There are many results in the literature where superstablity-like independence notions, without any categoricity assumptions, have been used to show the existence of larger models. In this paper we show that stability is enough to construct larger models for small cardinals assuming a mild locality condition for Galois types.Theorem 0.1.

Suppose $\lambda <2^{\aleph _0}$. Let ${\mathbf {K}}$ be an abstract elementary class with $\lambda \geq {\operatorname {LS}}({\mathbf {K}})$. Assume ${\mathbf {K}}$ has amalgamation in $\lambda $, no maximal model in $\lambda $, and is stable in $\lambda $. If ${\mathbf {K}}$ is $(<\lambda ^+, \lambda )$-local, then ${\mathbf {K}}$ has a model of cardinality $\lambda ^{++}$.

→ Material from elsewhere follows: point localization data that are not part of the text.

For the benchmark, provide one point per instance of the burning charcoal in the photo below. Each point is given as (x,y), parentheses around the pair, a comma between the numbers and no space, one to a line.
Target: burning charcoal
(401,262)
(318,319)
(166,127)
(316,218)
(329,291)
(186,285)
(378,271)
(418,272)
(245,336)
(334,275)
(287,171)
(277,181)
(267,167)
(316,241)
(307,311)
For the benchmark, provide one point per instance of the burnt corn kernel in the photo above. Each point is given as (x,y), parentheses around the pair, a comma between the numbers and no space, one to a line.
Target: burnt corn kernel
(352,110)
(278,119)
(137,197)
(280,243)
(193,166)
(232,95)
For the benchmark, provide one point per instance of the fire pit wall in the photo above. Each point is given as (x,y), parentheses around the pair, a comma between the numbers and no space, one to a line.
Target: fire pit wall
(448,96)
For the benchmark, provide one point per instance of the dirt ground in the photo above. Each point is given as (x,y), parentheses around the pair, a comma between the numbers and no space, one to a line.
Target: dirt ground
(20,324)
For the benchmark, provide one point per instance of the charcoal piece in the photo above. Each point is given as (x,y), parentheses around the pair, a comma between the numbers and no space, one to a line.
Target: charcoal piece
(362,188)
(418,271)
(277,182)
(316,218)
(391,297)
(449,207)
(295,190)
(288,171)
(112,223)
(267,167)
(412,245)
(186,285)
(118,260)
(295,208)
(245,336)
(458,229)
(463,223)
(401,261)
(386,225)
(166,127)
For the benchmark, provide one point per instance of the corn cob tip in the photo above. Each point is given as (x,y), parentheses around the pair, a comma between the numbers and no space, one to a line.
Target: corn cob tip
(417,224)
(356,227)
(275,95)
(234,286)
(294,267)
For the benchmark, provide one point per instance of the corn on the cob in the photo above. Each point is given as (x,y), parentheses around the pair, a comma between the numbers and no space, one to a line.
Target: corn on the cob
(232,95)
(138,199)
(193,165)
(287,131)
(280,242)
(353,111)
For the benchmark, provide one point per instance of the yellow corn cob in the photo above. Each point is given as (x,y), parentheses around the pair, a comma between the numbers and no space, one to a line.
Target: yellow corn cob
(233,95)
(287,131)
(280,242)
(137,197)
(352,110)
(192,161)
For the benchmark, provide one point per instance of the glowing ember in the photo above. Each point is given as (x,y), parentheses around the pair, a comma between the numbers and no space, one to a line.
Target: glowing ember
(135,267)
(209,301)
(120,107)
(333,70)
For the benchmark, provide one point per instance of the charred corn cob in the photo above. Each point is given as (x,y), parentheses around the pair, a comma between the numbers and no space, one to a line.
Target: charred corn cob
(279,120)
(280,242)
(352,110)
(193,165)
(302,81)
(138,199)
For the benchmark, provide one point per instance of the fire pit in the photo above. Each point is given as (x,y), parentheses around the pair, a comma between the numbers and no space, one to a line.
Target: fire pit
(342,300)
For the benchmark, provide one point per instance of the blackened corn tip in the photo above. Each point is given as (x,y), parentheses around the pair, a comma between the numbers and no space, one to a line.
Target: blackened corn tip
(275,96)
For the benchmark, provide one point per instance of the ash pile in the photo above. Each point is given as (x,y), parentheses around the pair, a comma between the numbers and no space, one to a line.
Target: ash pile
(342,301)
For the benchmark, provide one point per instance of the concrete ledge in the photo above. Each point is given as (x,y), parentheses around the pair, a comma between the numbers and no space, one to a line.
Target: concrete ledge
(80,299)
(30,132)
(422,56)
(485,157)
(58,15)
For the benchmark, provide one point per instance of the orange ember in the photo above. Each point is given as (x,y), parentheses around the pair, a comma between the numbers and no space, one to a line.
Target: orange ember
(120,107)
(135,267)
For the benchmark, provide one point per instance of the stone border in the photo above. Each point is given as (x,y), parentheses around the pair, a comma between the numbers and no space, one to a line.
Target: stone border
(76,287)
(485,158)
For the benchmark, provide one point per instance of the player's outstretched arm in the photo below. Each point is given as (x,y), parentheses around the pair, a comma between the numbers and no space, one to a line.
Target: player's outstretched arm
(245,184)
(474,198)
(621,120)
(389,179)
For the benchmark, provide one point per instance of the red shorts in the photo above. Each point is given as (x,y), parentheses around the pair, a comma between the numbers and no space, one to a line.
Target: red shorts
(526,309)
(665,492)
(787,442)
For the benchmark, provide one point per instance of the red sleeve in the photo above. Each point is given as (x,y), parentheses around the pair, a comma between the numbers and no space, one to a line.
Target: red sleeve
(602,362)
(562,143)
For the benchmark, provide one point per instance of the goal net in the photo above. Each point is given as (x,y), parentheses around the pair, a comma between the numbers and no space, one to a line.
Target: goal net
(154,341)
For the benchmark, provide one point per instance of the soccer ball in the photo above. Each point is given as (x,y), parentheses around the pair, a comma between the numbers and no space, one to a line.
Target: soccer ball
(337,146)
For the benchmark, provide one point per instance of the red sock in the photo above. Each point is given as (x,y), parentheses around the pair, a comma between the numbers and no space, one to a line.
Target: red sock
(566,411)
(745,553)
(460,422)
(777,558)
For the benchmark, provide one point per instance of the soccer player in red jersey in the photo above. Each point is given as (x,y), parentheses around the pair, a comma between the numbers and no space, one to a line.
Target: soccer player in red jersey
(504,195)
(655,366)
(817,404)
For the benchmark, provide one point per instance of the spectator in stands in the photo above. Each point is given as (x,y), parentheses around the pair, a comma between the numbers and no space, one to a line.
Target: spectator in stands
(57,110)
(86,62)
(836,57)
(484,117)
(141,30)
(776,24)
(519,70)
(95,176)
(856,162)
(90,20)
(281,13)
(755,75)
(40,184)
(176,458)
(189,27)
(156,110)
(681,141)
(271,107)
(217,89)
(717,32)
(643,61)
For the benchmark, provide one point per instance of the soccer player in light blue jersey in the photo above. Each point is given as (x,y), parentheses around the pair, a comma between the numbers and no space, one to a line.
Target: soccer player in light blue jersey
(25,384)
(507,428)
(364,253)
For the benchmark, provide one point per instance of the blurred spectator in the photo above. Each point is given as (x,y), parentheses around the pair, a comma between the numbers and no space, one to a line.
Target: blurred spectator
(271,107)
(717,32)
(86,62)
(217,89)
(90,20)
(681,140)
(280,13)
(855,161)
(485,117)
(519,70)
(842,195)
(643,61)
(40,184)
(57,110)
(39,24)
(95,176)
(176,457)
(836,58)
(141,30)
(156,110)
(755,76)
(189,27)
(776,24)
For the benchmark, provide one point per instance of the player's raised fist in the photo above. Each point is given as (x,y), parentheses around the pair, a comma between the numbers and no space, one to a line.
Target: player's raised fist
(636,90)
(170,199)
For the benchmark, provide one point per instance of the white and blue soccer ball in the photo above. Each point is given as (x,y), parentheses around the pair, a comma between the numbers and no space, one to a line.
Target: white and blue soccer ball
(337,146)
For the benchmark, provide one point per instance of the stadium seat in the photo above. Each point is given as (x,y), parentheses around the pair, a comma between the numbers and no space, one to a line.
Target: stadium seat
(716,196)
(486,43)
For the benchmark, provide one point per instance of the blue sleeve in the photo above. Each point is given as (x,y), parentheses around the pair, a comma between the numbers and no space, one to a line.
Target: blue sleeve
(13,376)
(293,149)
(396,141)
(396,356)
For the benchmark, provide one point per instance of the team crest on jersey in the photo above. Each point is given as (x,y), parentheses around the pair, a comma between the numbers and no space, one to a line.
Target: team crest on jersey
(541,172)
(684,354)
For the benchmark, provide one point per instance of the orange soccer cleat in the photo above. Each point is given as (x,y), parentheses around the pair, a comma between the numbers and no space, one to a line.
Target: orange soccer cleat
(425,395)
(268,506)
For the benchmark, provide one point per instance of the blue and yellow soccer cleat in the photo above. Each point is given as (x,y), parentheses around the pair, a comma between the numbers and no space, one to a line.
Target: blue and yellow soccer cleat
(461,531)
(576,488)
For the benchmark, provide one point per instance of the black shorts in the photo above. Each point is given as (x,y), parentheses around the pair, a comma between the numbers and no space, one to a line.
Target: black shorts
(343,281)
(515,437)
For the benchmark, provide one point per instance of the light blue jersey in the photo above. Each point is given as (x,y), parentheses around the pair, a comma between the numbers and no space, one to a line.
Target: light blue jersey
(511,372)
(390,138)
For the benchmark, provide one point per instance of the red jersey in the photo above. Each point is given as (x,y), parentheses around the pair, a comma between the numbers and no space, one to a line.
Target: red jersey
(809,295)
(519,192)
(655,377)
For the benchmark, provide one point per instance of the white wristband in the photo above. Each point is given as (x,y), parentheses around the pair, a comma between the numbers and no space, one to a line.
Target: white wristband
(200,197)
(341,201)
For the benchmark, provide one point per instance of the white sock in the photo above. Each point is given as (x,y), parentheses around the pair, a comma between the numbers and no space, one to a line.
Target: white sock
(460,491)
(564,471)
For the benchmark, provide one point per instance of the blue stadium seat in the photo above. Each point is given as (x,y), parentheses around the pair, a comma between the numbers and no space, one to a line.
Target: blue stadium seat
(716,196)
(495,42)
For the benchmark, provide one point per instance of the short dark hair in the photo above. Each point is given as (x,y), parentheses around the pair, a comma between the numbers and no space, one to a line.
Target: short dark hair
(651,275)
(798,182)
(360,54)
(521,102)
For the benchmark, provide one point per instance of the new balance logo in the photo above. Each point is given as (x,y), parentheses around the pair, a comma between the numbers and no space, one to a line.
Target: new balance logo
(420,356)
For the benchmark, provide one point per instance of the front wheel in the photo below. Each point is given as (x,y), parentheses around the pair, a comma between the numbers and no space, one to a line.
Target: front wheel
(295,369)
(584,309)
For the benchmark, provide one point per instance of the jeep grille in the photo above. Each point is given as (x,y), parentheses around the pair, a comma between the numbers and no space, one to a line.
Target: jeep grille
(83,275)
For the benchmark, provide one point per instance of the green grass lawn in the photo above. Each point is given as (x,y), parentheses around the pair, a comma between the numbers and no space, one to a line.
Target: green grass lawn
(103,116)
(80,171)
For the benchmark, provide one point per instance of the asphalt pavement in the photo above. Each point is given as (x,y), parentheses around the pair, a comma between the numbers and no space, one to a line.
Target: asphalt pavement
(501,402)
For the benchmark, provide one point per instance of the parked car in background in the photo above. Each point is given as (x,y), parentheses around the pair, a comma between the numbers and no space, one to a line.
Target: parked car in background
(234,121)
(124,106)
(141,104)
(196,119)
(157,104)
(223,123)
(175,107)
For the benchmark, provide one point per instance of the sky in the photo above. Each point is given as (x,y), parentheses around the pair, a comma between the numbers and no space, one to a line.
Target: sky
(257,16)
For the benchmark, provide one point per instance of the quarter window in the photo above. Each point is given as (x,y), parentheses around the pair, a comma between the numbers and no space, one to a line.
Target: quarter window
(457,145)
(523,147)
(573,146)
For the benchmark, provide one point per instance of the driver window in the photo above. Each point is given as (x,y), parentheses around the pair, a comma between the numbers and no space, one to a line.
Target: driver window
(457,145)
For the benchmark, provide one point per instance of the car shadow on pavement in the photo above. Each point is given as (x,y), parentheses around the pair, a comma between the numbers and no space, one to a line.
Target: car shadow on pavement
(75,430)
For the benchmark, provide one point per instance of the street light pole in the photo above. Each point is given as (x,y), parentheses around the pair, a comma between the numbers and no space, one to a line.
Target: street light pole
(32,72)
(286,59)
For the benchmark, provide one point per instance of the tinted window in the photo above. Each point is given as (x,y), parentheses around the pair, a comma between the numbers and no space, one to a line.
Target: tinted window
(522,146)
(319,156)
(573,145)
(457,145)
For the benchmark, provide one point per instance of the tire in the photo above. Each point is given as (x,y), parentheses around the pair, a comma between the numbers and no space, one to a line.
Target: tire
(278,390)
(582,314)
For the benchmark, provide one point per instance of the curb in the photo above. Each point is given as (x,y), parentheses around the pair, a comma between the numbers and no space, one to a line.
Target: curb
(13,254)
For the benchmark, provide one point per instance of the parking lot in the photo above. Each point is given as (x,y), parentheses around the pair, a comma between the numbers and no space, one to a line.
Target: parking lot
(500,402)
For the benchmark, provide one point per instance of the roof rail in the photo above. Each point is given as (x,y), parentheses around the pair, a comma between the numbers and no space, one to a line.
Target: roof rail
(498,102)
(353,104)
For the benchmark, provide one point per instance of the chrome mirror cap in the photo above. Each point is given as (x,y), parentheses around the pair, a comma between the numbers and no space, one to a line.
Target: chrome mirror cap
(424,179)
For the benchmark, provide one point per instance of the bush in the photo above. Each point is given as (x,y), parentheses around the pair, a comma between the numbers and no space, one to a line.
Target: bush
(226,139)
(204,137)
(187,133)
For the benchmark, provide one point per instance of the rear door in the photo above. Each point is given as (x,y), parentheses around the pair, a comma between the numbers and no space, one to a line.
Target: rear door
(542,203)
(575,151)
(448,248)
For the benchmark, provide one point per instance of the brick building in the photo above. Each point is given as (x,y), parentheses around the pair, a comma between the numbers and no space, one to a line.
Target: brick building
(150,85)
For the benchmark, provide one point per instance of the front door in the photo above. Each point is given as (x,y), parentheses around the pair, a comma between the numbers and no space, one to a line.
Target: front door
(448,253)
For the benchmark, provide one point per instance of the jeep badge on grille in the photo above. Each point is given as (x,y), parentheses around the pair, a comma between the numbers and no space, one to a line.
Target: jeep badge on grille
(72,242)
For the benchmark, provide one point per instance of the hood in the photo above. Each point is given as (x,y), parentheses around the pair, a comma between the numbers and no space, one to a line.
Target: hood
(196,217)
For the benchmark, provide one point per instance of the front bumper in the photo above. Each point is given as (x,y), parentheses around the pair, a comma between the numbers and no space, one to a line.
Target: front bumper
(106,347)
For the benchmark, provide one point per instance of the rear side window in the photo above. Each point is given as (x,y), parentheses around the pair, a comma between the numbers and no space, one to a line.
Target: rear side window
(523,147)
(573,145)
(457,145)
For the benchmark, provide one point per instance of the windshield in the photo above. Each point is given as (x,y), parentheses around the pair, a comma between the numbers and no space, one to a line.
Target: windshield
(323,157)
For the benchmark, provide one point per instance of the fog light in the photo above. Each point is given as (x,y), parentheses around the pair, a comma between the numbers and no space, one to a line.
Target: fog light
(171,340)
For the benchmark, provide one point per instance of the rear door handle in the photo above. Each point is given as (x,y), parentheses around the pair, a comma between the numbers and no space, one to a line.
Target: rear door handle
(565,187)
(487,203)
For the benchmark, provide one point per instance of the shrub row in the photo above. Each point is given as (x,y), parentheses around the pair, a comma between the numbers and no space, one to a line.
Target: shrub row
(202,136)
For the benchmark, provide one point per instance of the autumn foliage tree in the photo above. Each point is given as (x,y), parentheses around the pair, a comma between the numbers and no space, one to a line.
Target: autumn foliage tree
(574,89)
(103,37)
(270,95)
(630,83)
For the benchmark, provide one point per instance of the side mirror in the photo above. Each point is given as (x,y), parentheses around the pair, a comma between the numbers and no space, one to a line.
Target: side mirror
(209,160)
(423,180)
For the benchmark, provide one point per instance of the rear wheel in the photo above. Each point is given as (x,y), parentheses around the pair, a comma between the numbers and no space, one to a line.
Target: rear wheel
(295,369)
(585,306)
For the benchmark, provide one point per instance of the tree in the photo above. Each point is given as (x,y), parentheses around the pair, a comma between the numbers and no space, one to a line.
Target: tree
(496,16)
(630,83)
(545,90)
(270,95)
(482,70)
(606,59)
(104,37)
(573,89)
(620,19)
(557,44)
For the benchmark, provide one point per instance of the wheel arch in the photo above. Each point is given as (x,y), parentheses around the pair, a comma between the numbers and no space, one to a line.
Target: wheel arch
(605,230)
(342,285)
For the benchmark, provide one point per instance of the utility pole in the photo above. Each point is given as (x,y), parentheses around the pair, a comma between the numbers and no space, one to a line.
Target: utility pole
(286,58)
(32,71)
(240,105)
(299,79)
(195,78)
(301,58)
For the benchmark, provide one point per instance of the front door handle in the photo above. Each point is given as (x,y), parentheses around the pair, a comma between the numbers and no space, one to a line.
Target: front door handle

The set theoretic assumption that $\lambda <2^{\aleph _0}$ and model theoretic assumption of stability in $\lambda $ can be weakened to the model theoretic assumptions that $|{\mathbf {S}}^{na}(M)|< 2^{\aleph _0}$ for every $M \in {\mathbf {K}}_\lambda $ and stability for $\lambda $-algebraic types in $\lambda $. This is a significant improvement of Theorem 0.1, as the result holds on some unstable abstract elementary classes.